遠い水平線の彼方、少し山に隠れた辺りから、眩しい日の光が広がり始める。
それはじんわりと水平線を染め上げると、すぐ後に今年初めての日が昇った。
4人はそんな光景を眺めた。
美しい? 神々しい?
そんな感想がロランの胸にやって来ては去る。
でも、そんなありきたりな感想よりも、ロランは日の出に見入る3人の横顔を本当に美しいと思う。

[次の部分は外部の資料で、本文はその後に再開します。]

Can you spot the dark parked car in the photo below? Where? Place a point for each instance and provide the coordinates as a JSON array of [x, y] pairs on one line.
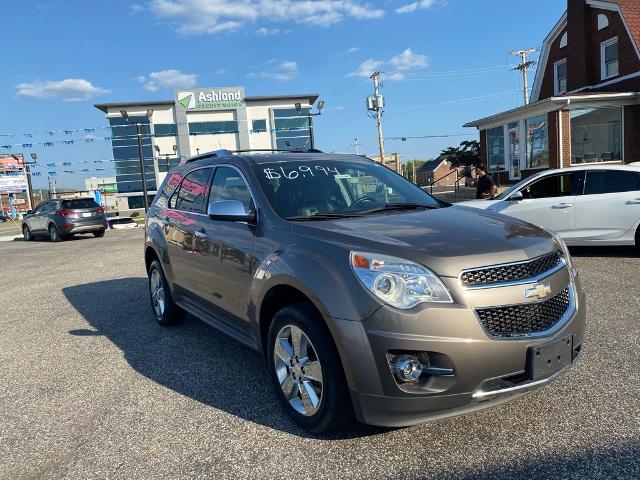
[[61, 219], [366, 295]]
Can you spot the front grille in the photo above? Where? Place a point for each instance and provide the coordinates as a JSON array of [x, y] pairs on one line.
[[525, 319], [512, 272]]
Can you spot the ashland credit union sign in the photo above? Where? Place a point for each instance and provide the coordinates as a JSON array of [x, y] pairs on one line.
[[227, 98]]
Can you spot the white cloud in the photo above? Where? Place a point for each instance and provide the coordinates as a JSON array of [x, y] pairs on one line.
[[279, 70], [167, 79], [68, 90], [400, 65], [419, 5], [407, 60], [366, 68], [265, 32], [198, 17]]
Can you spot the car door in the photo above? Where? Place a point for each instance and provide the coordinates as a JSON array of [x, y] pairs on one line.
[[610, 206], [227, 250], [548, 202], [187, 207]]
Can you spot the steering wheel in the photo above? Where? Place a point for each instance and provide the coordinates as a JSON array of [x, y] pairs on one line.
[[364, 199]]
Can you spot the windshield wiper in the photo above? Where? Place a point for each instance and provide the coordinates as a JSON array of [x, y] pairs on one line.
[[398, 206], [323, 216]]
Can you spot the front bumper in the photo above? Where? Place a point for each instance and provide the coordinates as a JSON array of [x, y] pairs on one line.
[[88, 227], [486, 371]]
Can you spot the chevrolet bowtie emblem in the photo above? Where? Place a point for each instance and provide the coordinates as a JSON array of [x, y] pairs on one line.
[[539, 290]]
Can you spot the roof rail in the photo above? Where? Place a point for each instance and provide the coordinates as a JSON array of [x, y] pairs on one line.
[[213, 154]]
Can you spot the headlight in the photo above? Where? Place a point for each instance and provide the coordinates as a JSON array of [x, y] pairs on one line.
[[398, 282]]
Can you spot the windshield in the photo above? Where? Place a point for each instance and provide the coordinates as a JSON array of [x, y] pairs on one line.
[[335, 187]]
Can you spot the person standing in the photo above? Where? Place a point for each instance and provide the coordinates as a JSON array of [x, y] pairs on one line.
[[486, 189]]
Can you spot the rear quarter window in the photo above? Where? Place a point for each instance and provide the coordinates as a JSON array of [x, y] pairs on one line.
[[79, 203]]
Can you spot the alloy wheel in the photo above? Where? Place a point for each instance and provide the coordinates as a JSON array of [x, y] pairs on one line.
[[157, 293], [298, 370]]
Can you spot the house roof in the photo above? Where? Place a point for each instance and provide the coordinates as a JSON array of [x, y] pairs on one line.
[[431, 165], [550, 104], [630, 10]]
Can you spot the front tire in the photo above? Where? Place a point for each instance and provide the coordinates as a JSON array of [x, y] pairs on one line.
[[164, 309], [26, 233], [306, 370], [54, 236]]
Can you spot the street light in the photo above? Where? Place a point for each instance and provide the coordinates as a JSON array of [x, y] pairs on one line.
[[125, 116]]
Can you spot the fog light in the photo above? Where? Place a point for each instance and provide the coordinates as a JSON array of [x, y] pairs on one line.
[[406, 368]]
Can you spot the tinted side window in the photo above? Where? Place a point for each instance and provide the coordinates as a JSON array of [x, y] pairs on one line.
[[192, 192], [228, 184], [611, 181], [551, 186]]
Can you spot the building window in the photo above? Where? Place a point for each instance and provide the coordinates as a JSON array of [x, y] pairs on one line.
[[538, 142], [609, 58], [292, 128], [495, 149], [126, 154], [560, 76], [596, 135], [259, 126], [213, 128], [165, 129]]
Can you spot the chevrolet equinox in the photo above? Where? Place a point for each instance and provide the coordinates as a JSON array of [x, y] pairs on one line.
[[368, 297]]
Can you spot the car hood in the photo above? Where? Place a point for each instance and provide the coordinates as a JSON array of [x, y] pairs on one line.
[[483, 204], [446, 240]]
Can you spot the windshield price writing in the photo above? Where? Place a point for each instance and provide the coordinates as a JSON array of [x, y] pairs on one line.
[[301, 171]]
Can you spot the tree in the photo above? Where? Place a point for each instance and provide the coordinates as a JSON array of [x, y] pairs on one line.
[[467, 154]]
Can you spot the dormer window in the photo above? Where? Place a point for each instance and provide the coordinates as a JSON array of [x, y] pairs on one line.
[[560, 76], [609, 58]]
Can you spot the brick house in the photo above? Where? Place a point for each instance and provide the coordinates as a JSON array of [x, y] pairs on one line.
[[585, 101], [438, 171]]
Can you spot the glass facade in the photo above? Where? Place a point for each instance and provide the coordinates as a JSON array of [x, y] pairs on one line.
[[596, 135], [292, 128], [259, 126], [538, 142], [126, 155], [495, 149], [167, 163], [165, 129], [212, 128]]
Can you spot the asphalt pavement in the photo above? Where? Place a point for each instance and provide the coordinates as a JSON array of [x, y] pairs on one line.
[[91, 387]]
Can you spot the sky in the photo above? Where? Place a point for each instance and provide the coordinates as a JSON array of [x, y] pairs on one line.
[[444, 63]]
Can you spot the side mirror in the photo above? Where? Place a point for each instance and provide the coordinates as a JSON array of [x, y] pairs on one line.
[[230, 211], [516, 197]]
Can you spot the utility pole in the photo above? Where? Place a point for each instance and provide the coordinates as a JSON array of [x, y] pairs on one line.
[[376, 104], [524, 65]]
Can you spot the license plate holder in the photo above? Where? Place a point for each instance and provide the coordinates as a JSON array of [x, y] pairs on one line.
[[549, 358]]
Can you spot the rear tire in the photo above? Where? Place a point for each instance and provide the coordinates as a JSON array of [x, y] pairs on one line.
[[164, 309], [309, 370], [26, 233], [54, 236]]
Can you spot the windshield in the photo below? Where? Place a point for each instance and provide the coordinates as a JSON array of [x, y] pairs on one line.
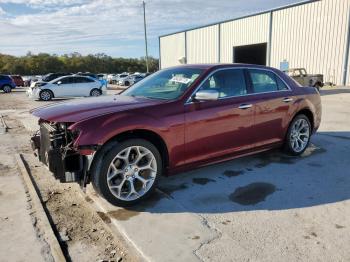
[[47, 77], [166, 84]]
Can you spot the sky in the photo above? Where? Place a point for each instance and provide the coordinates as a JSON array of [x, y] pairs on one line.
[[113, 27]]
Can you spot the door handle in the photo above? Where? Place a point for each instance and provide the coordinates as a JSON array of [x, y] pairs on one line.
[[245, 106], [287, 99]]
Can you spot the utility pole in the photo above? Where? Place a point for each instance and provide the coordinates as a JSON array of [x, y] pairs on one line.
[[145, 28]]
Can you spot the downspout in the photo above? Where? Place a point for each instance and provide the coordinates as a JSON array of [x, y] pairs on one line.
[[268, 59], [346, 58]]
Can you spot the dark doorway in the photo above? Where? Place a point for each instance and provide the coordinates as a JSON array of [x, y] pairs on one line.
[[250, 54]]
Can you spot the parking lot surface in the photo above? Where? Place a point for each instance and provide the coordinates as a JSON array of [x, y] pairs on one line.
[[260, 208]]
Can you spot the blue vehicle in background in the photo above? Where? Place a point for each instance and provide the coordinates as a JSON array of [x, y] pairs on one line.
[[6, 83]]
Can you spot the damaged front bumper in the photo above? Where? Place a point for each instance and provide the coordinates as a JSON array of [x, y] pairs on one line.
[[53, 147]]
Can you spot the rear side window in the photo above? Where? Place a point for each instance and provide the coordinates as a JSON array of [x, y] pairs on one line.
[[67, 80], [80, 79], [265, 81], [228, 82]]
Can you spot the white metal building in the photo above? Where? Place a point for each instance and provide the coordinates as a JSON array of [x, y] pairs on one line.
[[311, 34]]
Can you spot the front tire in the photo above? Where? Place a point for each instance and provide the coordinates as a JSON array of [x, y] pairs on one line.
[[95, 92], [298, 135], [46, 95], [128, 172], [7, 89]]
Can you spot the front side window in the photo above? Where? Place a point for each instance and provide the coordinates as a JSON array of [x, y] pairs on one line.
[[66, 80], [228, 83], [265, 81], [167, 84]]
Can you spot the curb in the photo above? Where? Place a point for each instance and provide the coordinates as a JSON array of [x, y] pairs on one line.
[[3, 126], [49, 235]]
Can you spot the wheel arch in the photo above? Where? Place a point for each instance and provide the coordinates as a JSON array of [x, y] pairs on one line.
[[49, 90], [145, 134], [308, 113]]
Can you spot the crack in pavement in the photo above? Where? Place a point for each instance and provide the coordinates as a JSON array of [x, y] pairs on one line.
[[216, 232]]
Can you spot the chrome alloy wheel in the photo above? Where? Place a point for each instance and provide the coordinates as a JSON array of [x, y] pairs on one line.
[[132, 173], [300, 134], [45, 95], [7, 89], [95, 93]]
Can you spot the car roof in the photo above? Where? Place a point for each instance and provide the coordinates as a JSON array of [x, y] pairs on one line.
[[62, 77], [219, 65]]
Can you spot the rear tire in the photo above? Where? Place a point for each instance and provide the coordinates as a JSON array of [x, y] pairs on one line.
[[298, 135], [7, 89], [126, 173], [46, 95], [95, 92]]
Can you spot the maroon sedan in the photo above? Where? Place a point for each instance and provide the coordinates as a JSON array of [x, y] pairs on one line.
[[177, 119], [18, 80]]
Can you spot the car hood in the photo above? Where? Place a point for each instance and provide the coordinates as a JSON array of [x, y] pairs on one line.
[[80, 109]]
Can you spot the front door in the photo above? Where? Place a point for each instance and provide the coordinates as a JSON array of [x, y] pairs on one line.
[[64, 87], [223, 126], [272, 103]]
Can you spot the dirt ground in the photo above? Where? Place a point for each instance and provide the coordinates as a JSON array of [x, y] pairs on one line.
[[82, 233]]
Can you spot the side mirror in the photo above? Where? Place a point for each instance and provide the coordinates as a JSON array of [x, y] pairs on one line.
[[206, 95]]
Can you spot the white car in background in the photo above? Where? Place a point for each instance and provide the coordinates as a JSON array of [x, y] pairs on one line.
[[67, 86], [130, 80]]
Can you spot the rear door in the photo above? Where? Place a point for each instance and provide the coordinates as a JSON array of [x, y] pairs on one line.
[[224, 126], [273, 99]]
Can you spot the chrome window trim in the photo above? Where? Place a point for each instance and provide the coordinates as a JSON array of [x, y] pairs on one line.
[[188, 101]]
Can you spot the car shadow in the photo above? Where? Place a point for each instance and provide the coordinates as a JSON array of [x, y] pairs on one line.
[[335, 91], [266, 181]]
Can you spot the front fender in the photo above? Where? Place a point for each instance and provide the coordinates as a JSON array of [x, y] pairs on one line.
[[97, 131]]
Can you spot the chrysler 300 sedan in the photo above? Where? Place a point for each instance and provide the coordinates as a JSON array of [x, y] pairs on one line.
[[177, 119]]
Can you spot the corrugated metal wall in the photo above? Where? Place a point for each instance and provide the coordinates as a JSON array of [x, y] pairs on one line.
[[312, 36], [202, 45], [172, 48], [251, 30]]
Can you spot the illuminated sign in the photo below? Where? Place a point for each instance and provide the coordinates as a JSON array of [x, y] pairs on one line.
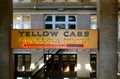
[[65, 39]]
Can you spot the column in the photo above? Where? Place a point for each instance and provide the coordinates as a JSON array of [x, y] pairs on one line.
[[5, 54], [107, 25]]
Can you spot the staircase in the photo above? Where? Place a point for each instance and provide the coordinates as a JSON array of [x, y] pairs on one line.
[[38, 72]]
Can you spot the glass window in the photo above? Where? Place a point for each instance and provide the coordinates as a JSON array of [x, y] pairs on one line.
[[22, 63], [16, 18], [48, 18], [71, 26], [118, 27], [60, 22], [72, 18], [60, 26], [48, 26], [93, 21], [21, 22], [26, 18], [60, 18]]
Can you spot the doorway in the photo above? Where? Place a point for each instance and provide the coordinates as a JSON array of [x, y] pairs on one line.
[[61, 65]]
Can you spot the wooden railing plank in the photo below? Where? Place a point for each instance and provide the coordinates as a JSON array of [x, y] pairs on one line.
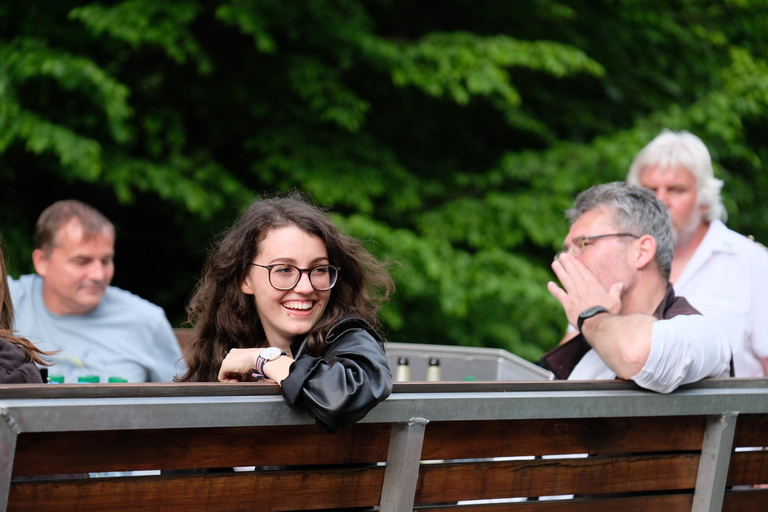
[[527, 478], [260, 491], [745, 500], [748, 468], [502, 438], [667, 502], [751, 430], [83, 452]]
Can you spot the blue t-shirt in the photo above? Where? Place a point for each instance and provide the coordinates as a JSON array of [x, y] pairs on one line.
[[125, 336]]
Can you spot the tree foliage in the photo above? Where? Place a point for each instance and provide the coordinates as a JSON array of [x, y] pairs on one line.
[[450, 136]]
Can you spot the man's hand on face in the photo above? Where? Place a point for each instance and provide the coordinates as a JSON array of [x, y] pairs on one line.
[[581, 289]]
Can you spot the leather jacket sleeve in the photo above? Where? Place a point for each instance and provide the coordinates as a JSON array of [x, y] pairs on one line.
[[348, 380]]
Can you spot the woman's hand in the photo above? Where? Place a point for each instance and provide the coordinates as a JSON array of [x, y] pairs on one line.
[[239, 364]]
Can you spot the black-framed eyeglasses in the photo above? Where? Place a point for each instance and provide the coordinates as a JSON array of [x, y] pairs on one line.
[[285, 277], [578, 244]]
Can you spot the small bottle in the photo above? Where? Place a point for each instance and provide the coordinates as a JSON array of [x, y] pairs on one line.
[[433, 372], [403, 370]]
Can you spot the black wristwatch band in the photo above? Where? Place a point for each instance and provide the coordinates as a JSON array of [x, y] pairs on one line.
[[589, 313]]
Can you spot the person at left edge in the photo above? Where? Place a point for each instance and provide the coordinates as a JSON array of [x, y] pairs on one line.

(これは……間違いなく、僕にしか見えない景色だ……)
でも、顔を見ていることを気づかれたら恥ずかしいから、少しずつしか見ない。
照れ隠しにコーヒーを飲みながら。
そして、ふと思いつき、両手を初日の出にかざした。
唐突に両手を前に突き出したロランを見てアーシュは言う。
「なにしてんだ? ロラン」
「両手に聖なるパワーをいただいてるの。解呪の魔法のために」
「はぁ?」
アーシュは呆れているが、ロランは大真面目だった。
なので、早速アーシュの服を脱がせ、新年最初の解呪に移る。
「うう……寒ぃ……なんでこんなところで……」
「まぁ、いいから、いいから」
「そう。神聖な雰囲気で効果も上がるんじゃない?」
「おい、お前。今、適当なこと言ったろ?」
「あっ! アーシュ! 痣、この前より、結構薄くなってない? すごいよー! 効果出てるー」
そうなのだ。
なかなか効果を見せなかった解呪が、ここ最近目に見えて効いてきていた。
ひとつには魔女の木の実による、魔力の底上げも要因だろう。
しかし、それ以上にロランの『パージ』の精密さが増してきていた。
むしろ、そこへさらに魔女の木の実を導入したことが、複雑な痣の呪いの糸を解く、きっかけになったのかもしれない。
ロランは詠唱を始める。
アーシュは
「なんだかなぁ……変な年明けだぜ……」
とぼやきながら、上半身裸の寒さに耐える。
けど、これはアーシュからロランたちに頼んでいることだ。贅沢は言えない。
それに、痣には消えて欲しいのだ。
が、アーシュはいざその痣が消えそうになっている現状に、複雑な思いを抱えていた。
(このまま行けば今年は……きっと……)
アーシュは思う。
でも、その時が来るまでは口には出すまい。
せめて、今だけは。
ロランじゃないが、今はこの4人でいるこの森の生活を、より楽しもうじゃないか。
日の出にそう誓ったのは、きっとアーシュだけではないだろう。